One of the men who was at ground zero for the disaster was Greg Sestero. Sestero played Mark, the main character Johnny’s best friend who – spoiler alert – sleeps with Johnny’s girlfriend, settling off the over the top and hilarious chain of events that makes up the film’s plot. Sestero recently signed a deal with Simon and Schuster to tell his side of the story and his book, Locked Inside ‘The Room’ will be published in early 2013. Read more after the jump.
News of the book first broke in Publishers Weekly and Entertainment Weekly. Here’s how the press release describes the book:
Locked Inside The Room will be the ultimate behind-the-scenes look at the making of “The Room,” the cult film sensation hailed by Entertainment Weekly as “the Citizen Kane of bad movies.” Illustrated with never-before-seen photos, the book will describe the movie’s tumultuous production, reveal the film’s myriad of mysteries, and provide a rare and intimate glimpse into the life of the film’s enigmatic and egomaniacal creator, Tommy Wiseau.

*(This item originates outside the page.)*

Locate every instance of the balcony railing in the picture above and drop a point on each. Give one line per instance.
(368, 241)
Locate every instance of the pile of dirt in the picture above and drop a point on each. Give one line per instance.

The authors are Greg Sestero, Wiseau’s Room co-star who has known him for years, and Tom Bissell, acclaimed author whose Harper’s Magazine piece on the phenomenon of The Room was published in 2010.
And here’s Sestero’s quote about it:
I’m looking forward to sharing the journey that led to The Room. Beyond the resulting, unplanned hilarity is a tale of heart, sadness and ultimate artistic heroism. It is a story just as surreal, baffling and entertaining as the film itself. As incomprehensible and bizarrely captivating as The Room is, its hilarious and brutal journey to fruition is even more fraught and revealing than expected. This book will provide the only intimate look into the film’s eccentric and enigmatic creator, Tommy Wiseau, while exploring that which has made an otherwise otherwordly film, strangely, yet charmingly, universal.
Watch The Room once and it’s fascinating. But what makes it unique is that, which each subsequent viewing, it just becomes more and more unbelievable that this film actually exists. I’m definitely curious to read a first hand account of how the whole thing went down, what about you?